The loss of the OceanGate submarine in late 2023 didn’t really shock me much.
On one hand, I knew first-hand that carbon fiber was a terrible material for submarines. Having tried to build a molded battery shell for my college RoboSub team back in 2017, I couldn’t imagine scaling up the material that I found nearly impossible to seal against even low-pressure water leaks.
But, on the other, it had been less than a year since I found myself keenly aware that I could have my life taken from me in a fraction of a second, not beneath the Atlantic Ocean, but in a setting as familiar as my own neighborhood.
A family, driving home late at night in their hatchback, taking an unremarkable turn on El Camino Real, was struck at blinding speed by a Mercedes, driven by a teenager whose first priority was to one-up the BMW he was street racing, perhaps imagining that he was at Laguna Seca, where doubtless his parents could easily have afforded to take him to play.
Greg Ammen and Grace Spiridon were killed and their daughters left orphaned.
Locals in Redwood City were horrified. Facebook groups and newspaper comment sections filled with condolences and frustration. A fundraiser for the orphaned children was started.

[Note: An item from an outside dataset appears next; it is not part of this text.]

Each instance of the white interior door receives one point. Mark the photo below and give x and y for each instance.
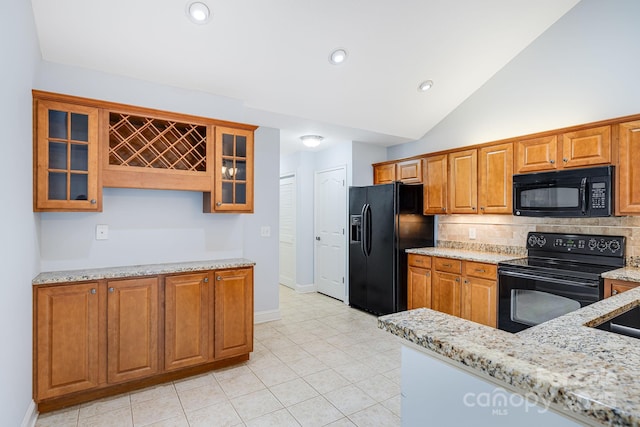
(288, 231)
(330, 225)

The then-teenage driver of that Mercedes, Cesar Morales, was convicted but sentenced to a mere 90 days of home detention.
The driver of the BMW, Kyle Harrison, was eventually convicted and sentenced to eight years in prison for vehicular manslaughter and street racing.
Unfortunately, Kyle will never serve that sentence. On March 15, 2025, he quietly died inside the Maple Street Correctional Center from a mixture of three drugs: a combination any pharmacist or two-bit language model would know is lethal.
Who administers the Maple Street Correctional Center? Sheriff Christina Corpus does — for now.
When a family is fragmented by misapplied competitiveness, ignorance of safety, recklessness, blind ambition, we all shake our heads.
“They should have known better. If only there were some piece of technology that could have prevented this [like a radar or red light camera]. If only the driver of the Bolt had craned their neck a bit further, perceived the black glint of German plastic racing just far enough in advance…“
But I would argue Kyle’s death is just as harmful. What is justice, what is the meaning of a conviction and sentence when someone can evade it merely by dying? When someone enables that offender to evade it, through chemical sleight of hand?
Where is the justice when someone – an unethical prison pharmacist, a prison guard with no qualms about smuggling drugs, a prison psychologist who helps someone take the easy way out rather than counseling them to persist – is not held accountable when someone under their watch dies?
Where is the justice when someone who has not yet redeemed themselves to society, someone who perhaps still feels they have a great debt to pay, someone who had every right to life as anyone, is denied the opportunity to service that debt?
Worse yet, what does this say about the safety of Redwood City’s prisons? If Kyle Harrison could die in the Maple Street Jail, and nobody faces any consequences, any other person in captivity, or even you, could die in that jail. All it would take to bring you within the proximity of Kyle’s murderer is a bad night, or a bar fight, or a misunderstood argument with a neighbor, or an especially egregious moving violation.
Kyle Harrison’s death is a miscarriage of justice. The city has no right to have dismissed this case without a full disclosure of their investigations and a clear plan to prevent this crime from recurring.
It’s clear that street racing culture hasn’t changed. Open your windows any weekend evening; you won’t be waiting long before you hear a Honda roaring through the SUV-lined residential capillaries at 25 over the limit.
We can’t vote on street racing culture. It’s underground. Now, as ever, the best we can do to fight unsafe drivers is to keep your wits about ourselves.
What we can vote against is politicians who flout the law and violate our rights. Redwood City seems to believe it can extrajudicially murder American citizens in a state where the death penalty has been effectively halted since 2019.
Will that precedent be allowed to stand?